|
Getting your Trinity Audio player ready...
|
O Chile voltou a adotar uma medida que marcou os anos mais críticos da pandemia de Covid-19: o uso obrigatório de máscaras. A decisão do Ministério da Saúde chileno, válida a partir de hoje, 1º de abril de 2026, reacende o alerta sanitário na América Latina e reforça a preocupação com a circulação de vírus respiratórios em períodos de temperaturas mais baixas.
Diferentemente do que ocorreu entre 2020 e 2022, a obrigatoriedade agora é mais direcionada. O uso de máscaras será exigido em serviços de saúde, especialmente unidades de urgência e emergência, tanto da rede pública quanto privada, permanecendo em vigor até 31 de agosto, período que coincide com o outono e o inverno no país.
Por que o Chile voltou a exigir máscaras?
A decisão está diretamente ligada ao aumento da circulação de vírus respiratórios, como influenza, coronavírus e vírus sincicial respiratório (VSR), que tendem a se intensificar durante o inverno.
Autoridades chilenas afirmam que a medida faz parte de uma estratégia preventiva para evitar a sobrecarga do sistema de saúde, um problema recorrente nessa época do ano. O subsecretário de Redes Assistenciais, Julio Montt, destacou que a obrigatoriedade se aplica a todos que frequentam esses espaços, incluindo profissionais de saúde, pacientes, acompanhantes e até funcionários administrativos.
Já a subsecretária de Saúde Pública, Alejandra Pizarro, reforçou que a antecipação das medidas é essencial para conter o avanço das doenças sazonais, especialmente antes do pico do inverno.
Onde o uso é obrigatório e onde é apenas recomendado
Apesar do retorno da exigência, o Chile adotou uma abordagem mais equilibrada em relação ao passado.
Obrigatório:
- Serviços de urgência e emergência
- Hospitais e clínicas (públicos e privados)
- Áreas críticas como oncologia e diálise
Recomendado:
- Transporte público
- Ambientes fechados e com pouca ventilação
- Situações de aglomeração
- Pessoas com sintomas gripais
Ou seja, não há obrigatoriedade generalizada em espaços públicos, o que sinaliza uma estratégia mais focalizada e baseada em risco.

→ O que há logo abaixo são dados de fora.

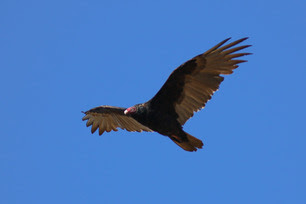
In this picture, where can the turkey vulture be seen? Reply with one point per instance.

Tipos de máscara e orientações sanitárias
O governo chileno recomenda o uso de máscaras cirúrgicas ou respiradores de maior eficiência, como N95 e KN95, especialmente em ambientes hospitalares.
Além disso, as autoridades reforçam medidas complementares como a higienização frequente das mãos; cobrir tosses e/ou espirros e o uso voluntário de máscara em caso de sintomas
Especialistas lembram que máscaras funcionam como barreira contra gotículas respiratórias, reduzindo tanto a transmissão quanto a exposição a vírus, um dos pilares das estratégias de saúde pública desde a pandemia.
Estratégia de inverno e lições da pandemia
A medida integra a chamada “campanha de inverno”, uma política já tradicional no Chile para enfrentar o aumento sazonal de doenças respiratórias.
Diferentemente do período pandêmico, quando restrições mais amplas foram adotadas, o cenário atual é de vigilância contínua e respostas mais rápidas e específicas. A experiência acumulada nos últimos anos permitiu ao país estruturar protocolos mais flexíveis, acionados conforme o comportamento epidemiológico.
E o Brasil? Há risco de medida semelhante?
O retorno das máscaras no Chile levanta questionamentos inevitáveis no Brasil. Dados recentes apontam aumento de casos de Síndrome Respiratória Aguda Grave (SRAG), o que mantém autoridades em alerta.
Embora não haja, até o momento, indicação oficial de obrigatoriedade semelhante no país, especialistas não descartam a adoção de medidas pontuais, especialmente em ambientes hospitalares, caso o cenário se agrave.
A diferença, porém, está na abordagem: o Brasil tende a seguir um modelo de recomendações, enquanto o Chile optou por uma imposição legal em contextos específicos.
Um sinal de alerta global
O retorno das máscaras no Chile não representa um retrocesso, mas sim uma adaptação às dinâmicas atuais das doenças respiratórias. A decisão evidencia que, mesmo após o fim da emergência global da Covid-19, o uso de equipamentos de proteção segue sendo uma ferramenta relevante na gestão de crises sanitárias.
Mais do que uma lembrança da pandemia, a medida chilena reforça um novo paradigma: o de respostas rápidas, localizadas e baseadas em evidências para conter surtos antes que se tornem emergências.